You become less empathetic with more pain you experience
I faced this too with the suicides in my family. The main person in my life was my grandmother. She's been dead now for a while. But before she died one of her daughters (my aunt) died of a meds OD, and one of her grandsons (my cousin) died of a gunshot to the head. She wanted to believe they were both accidents. In both cases the evidence pointed to suicide. I was torn between asking her why she was trying to fool herself when it was just better to face what it was, and not wanting to cause her anymore pain. But it was rough listening to her try and come up with some plausible reason both of the deaths happened accidently, and in such obvious circumstances in both cases.Yes, both friends and family.

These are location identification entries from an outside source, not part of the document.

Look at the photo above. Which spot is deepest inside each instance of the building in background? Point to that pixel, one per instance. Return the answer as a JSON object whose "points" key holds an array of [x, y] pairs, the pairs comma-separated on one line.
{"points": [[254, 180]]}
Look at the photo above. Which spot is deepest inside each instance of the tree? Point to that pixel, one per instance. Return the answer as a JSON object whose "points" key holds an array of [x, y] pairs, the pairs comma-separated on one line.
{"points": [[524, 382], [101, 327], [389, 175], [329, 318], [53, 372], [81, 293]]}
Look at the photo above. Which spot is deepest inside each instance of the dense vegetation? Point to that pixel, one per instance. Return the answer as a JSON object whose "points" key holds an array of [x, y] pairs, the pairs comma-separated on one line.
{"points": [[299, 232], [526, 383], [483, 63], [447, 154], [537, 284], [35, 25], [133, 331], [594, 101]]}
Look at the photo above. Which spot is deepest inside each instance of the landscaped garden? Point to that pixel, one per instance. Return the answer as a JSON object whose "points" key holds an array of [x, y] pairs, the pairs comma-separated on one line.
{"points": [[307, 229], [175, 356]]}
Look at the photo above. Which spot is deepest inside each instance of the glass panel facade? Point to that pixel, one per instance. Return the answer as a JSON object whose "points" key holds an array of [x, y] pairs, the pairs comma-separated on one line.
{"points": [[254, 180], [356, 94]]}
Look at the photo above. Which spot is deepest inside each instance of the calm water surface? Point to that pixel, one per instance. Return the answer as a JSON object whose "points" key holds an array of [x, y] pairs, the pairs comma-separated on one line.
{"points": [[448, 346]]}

It's mainly guided me on what not to do (although one of my relatives died "accidentally" by getting drunk and getting hit by a truck, which seemed to be easier on everyone than the admitted suicides, so I tried for a quite a while to also die "accidentally").
Must vary from person to person. I've tended to become more empathetic and sympathetic over the years... not that it helps my state of mind any.
I've dealt with bulling too. To make matters worst, I'm a big guy. I would fight people at a younger age, then get accused of being a bully myself for being in so many fights. I'd get my ass kicked by my violent father, so I learned to just take it. The one thing I hate about humans is the love of hurting other people from bulling. If I mess with another person and see it bothers them, or realize they aren't equipped to fool around back, I back off. I stop. So many people, when they see your pain and inability to rise up to defend yourself don't stop and back off. They get a thrill out of hurting someone. Almost, but not quite, like an animal that gets a thrill out of attacking. Not quite, because they aren't doing it out of a natural instinct they shouldn't be expected better of. They do it out of a sick place I don't understand. People will push people into suicide. Then the ones who did it, and the people around them, act like, "what? It's the natural way of things for the bullies to pick on weaker people who are alone, with no defence, and no one to fight for them. If so and so killed themselves they're just weak." And a lot of people are OK with that?!? You can't call someone by a racially insensitive name, or people lose their minds. But 20 or 30 kids can mentally torture another kid until they can't stand to live anymore. This world is f*&^ed up.Yeah, that's interesting you've become more empathetic.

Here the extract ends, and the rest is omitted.